Nikon guru Thom Hogan (www.bythom.com/nikon-vr.htm) makes a good case for switching stabilization off at shutter speeds above 1/500 sec., in part because of the sampling frequency of the stabilizing system. Try it with your gear to see if you get better results at higher shutter speeds with stabilization switched on or off.
We especially recommend using stabilization when photographing stationary subjects handheld at shutter speeds below 1⁄500 sec., regardless of lens focal length. But again, try it in different situations with your gear to see what works best for you.

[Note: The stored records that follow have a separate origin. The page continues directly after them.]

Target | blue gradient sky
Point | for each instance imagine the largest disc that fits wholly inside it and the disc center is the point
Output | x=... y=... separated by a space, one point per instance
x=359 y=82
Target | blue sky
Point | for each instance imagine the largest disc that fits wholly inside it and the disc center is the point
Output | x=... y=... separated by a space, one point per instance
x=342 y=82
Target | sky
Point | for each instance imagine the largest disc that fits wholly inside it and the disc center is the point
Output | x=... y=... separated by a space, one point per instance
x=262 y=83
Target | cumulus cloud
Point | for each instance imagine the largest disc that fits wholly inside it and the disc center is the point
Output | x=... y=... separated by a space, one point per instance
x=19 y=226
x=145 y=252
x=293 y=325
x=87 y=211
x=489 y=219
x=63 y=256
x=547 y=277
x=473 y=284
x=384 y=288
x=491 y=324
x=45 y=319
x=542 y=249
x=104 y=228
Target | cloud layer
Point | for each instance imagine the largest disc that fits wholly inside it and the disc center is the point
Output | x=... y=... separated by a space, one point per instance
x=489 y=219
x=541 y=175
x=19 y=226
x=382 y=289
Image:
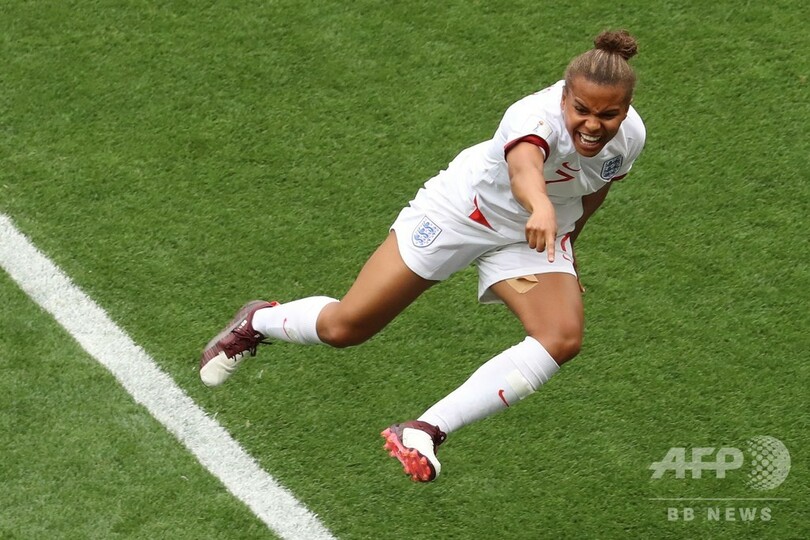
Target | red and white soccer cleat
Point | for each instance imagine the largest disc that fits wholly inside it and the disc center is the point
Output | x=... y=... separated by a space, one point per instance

The Handholding Rule Of Thumb
How slow a shutter speed can you use and still get a sharp handheld photograph? Well, that depends on a number of things, including your skill in handholding your camera, the shutter speed and focal length in use, and how large a print you intend to make. As a general rule, use a shutter speed at least equal to the reciprocal of the lens focal length. For example, if handholding a 200mm lens, shoot at a shutter speed of 1/200 sec. or shorter.
If you’re using a DSLR with a smaller-than-full-frame sensor, base your shutter speed on the lens’ effective focal length with that camera. For example, on an APS-C camera (1.5x focal-length factor), your 200mm lens frames like a 300mm lens on a 35mm SLR, so you should use a shutter speed of 1⁄300 sec. or shorter when handholding a 200mm lens on that camera. On a Four Thirds System camera, a 200mm lens is equivalent to a 400mm lens on a 35mm SLR, so you’d use a shutter speed of at least 1⁄400 sec. when handholding a 200mm lens.
Remember, though, that this is a guide, not an ironclad law. Some photographers can handhold a camera more steadily than others, and a given photographer may be steadier one day than another.
Early stabilization systems were good for about two shutter speeds: If you could get sharp shots handholding a given focal length at 1⁄200 sec. without stabilization, you could get equivalent results handholding at 1⁄50 sec. with stabilization. Today’s newest systems are more effective, allowing for three to four shutter speeds: You could successfully handhold that 200mm lens at speeds down to 1⁄25 sec. or even 1⁄15 sec. It’s a very good idea to do a test with your gear to see how slow a shutter speed you can handhold and still get results that work for you, both with and without stabilization.